The Air Force won’t make public the contract value of Northrop Grumman Corp.’s winning bid for the B-21 bomber, saying that would make it “decisively easier” for U.S. adversaries to determine the stealth aircraft’s range and weapons payload.

There is a “strong correlation between the cost of an air vehicle and its total weight,” Randall Walden, director of the Air Force’s secretive Rapid Capabilities Office, which is overseeing the B-21 program, wrote in a letter to Senator John McCain, chairman of Senate Armed Services Committee.

“This correlation makes calculating aircraft range and payload decisively easier for our adversaries looking to develop countermeasures,” Waldon wrote in the letter dated April 11 and obtained by Bloomberg News. He said the information has been provided to congressional staff “in the appropriate classified channels.”

Most aspects of the bomber remain a mystery. Details such as the B-21’s size, required stealth, structure, number and type of engines, and onboard sensors remain classified. The Pentagon has only released a computer-generated graphic showing a black, wing-shaped plane flying through clouds below the Air Force insignia.
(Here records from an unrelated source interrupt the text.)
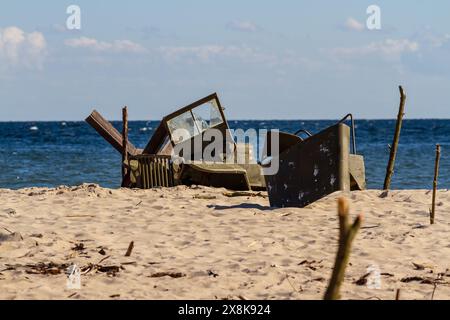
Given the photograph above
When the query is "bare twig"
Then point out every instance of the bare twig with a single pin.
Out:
(436, 173)
(347, 233)
(130, 249)
(393, 153)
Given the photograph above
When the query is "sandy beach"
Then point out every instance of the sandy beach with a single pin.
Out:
(197, 243)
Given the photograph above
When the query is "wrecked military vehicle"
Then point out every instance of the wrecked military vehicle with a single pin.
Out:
(308, 168)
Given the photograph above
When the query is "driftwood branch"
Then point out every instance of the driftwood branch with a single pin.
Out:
(393, 153)
(436, 173)
(347, 233)
(124, 145)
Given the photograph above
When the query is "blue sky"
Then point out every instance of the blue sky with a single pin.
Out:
(266, 59)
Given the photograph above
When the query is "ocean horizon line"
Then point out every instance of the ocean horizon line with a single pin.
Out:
(230, 120)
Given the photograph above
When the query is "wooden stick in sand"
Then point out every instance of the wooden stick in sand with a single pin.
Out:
(436, 173)
(130, 249)
(347, 233)
(398, 127)
(124, 143)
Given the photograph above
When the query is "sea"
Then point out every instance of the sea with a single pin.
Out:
(50, 154)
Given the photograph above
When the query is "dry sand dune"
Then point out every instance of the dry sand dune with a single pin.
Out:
(196, 243)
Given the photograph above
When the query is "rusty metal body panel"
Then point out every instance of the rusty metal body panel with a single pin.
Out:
(151, 171)
(311, 169)
(217, 175)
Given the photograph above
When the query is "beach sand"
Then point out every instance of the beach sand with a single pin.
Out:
(196, 243)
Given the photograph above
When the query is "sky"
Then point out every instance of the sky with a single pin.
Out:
(265, 59)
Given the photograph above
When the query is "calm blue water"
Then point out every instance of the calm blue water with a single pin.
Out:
(57, 154)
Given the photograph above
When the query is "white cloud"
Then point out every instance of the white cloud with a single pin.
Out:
(245, 26)
(18, 48)
(206, 53)
(389, 49)
(114, 46)
(354, 25)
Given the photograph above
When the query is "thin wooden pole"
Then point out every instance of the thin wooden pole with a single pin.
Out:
(397, 294)
(124, 143)
(436, 173)
(398, 127)
(347, 233)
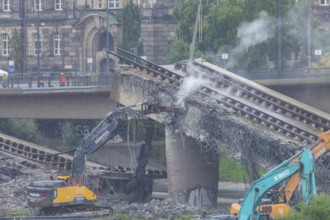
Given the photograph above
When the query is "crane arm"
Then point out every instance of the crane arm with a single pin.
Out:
(108, 128)
(323, 145)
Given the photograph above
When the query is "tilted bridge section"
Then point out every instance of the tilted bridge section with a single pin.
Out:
(263, 106)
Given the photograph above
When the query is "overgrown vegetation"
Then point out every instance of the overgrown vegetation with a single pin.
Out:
(131, 29)
(318, 209)
(230, 169)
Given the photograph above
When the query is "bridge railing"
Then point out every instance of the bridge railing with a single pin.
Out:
(51, 80)
(266, 74)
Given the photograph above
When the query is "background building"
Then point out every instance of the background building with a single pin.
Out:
(59, 35)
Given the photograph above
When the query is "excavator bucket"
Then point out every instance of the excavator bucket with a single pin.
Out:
(325, 136)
McCain had asked the service to release the contract award, part of the bomber’s $23.5 billion development phase. He’s been critical of the development contract’s cost-plus structure, which requires the Air Force to pay for overruns.

“We remain committed to transparency,” Walden wrote, outlining what’s been released to date, including the estimated development phase cost and subcontractors.